Dados de um estudo do Ipea, do final de 2018, mostram que na esfera estadual, os membros e servidores do Executivo ganham, em média, 40% das remunerações do Judiciário e 51% dos salários do Legislativo.
Nesse contexto, economistas defendem a necessidade de reformas estruturais, a começar por adequar a remuneração de entrada às práticas do mercado. É o que destaca a doutora em Economia e professora da Fucape, Arilda Teixeira.
Adiar reajustes previstos, tendo em vista a situação orçamentária, também poderia frear esse tipo de gasto, conforme Arilda.
Ela acrescenta que é preciso simplificar as carreiras e consolidar as negociações salariais com um número menor de grupos, já que hoje cada carreira negocia separadamente suas progressões salariais e benefícios, complicando a definição de políticas consistentes para remuneração.
Entidades de servidores criticam proposta
A complexidade para estabelecer parâmetros de uma média salarial dos funcionários públicos, comparados ao setor privado, para evitar os supersalários, é alvo de críticas e questionamentos por parte de associações de classe que representam esses servidores.
Elas questionam a viabilidade da proposta que está em estudo pela equipe econômica do governo federal. Entre as carreiras em que é mais comum que os salários ultrapassem o teto constitucional, por já possuírem uma remuneração muito próxima ao limite, de R$ 39,2 mil, e por contarem com uma série de benefícios e bonificações, estão as dos magistrados, membros do Ministério Público e Tribunal de Contas, procuradores e auditores da Receita.
O presidente da Associação dos Procuradores do Estado do Espírito Santo (Apes), Leonardo Pastore, classificou a ideia como uma discussão rasa no contexto do problema dos gastos com pessoal.
"Como o governo vai calcular os valores de referência para chegar à média dos salários no setor privado? Vai considerar benefícios que eles possuem, como FGTS, participações nos lucros? Corre-se o risco de chegar a uma média mais baixa que o real, ou mais alta.
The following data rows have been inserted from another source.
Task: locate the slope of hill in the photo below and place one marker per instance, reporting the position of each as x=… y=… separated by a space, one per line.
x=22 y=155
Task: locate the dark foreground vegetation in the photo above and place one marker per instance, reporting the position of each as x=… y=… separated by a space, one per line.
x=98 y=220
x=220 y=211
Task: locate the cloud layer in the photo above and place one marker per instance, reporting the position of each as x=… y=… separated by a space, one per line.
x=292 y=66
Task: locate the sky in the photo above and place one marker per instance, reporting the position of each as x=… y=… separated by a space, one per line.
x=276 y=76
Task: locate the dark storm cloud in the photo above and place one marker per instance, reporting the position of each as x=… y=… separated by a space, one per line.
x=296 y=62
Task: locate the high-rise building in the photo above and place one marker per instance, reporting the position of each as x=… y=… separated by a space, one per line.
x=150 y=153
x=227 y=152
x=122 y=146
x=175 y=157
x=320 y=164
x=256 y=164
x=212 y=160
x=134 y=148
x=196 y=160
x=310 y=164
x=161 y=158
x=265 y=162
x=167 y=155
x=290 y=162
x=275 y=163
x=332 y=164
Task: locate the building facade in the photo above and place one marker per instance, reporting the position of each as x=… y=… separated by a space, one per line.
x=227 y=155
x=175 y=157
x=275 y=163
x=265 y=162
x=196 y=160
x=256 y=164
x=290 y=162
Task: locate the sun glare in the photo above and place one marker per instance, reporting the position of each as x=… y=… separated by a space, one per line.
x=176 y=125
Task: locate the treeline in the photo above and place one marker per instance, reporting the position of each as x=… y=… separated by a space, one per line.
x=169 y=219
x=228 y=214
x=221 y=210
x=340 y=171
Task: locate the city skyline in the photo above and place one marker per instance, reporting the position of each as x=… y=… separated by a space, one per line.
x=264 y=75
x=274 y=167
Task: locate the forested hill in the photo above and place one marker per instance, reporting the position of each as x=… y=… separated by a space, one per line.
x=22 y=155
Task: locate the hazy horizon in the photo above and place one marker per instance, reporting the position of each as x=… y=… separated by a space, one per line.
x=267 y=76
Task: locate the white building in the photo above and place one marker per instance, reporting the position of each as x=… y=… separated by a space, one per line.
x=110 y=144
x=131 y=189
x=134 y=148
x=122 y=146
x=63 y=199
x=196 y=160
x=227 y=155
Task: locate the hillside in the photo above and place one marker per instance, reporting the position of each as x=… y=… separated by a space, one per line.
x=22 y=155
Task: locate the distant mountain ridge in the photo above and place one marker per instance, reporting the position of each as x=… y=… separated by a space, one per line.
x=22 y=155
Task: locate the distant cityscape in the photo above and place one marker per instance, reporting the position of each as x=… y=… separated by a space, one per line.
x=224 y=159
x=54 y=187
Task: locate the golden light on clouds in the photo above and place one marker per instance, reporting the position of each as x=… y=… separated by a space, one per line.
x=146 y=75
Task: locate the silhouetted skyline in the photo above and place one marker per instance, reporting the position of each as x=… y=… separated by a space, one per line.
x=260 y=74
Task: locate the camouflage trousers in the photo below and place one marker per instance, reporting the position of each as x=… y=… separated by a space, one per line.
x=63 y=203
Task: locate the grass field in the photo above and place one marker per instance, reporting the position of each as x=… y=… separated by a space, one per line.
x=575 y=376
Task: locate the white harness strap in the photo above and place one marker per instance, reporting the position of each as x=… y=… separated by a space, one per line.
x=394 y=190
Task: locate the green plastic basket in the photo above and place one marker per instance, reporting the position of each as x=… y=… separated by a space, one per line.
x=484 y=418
Além disso, os regimes de contratação e de contrato de trabalho entre o setor público o privado são diferenciados, e isso deve ser levado em conta".
Ele acrescenta que é importante que o serviço público ofereça bons salários. "Conforme a natureza de cada cargo, as remunerações não podem ser tão baixas, que desprestigiem as funções públicas. E ainda para se ter as pessoas mais capacitadas para ocupar o cargo, que tenham a intenção de ficar nele por um longo prazo, para que haja a continuidade do serviço público", afirma.
O presidente da Associação dos Magistrados do Espírito Santo (Amages), Daniel Peçanha, também apontou que haveria a dificuldade de encontrar, no setor privado, uma função com similaridade à de um juiz.
"As funções de juízes, promotores, e advogados são completamente distintas, e a única coisa que há em comum é a formação jurídica. Há carreiras que são típicas de Estado e isso tem que ser preservado. E vale lembrar que a remuneração para várias carreiras já foi mudada, alterando-se para a modalidade de subsídio, que é o pagamento de uma parcela única, que deve ser reajustado anualmente, o que não ocorre", ressalta.
Para o presidente da Associação Espírito-Santense do Ministério Público, Pedro Ivo de Sousa, o governo também poderia priorizar a valorização de suas instituições. "Somos um órgão preocupado com o momento social e econômico, mas não pode haver uma quebra do pacto do estado para com seu servidor", considera.
No mesmo sentido opinou o presidente do Sindicato dos Auditores Fiscais da Receita Estadual, Carlos Heugênio Duarte.
"Não estamos falando de cabides de emprego, estamos falando de quem fez concurso, que faz o estado funcionar", defende.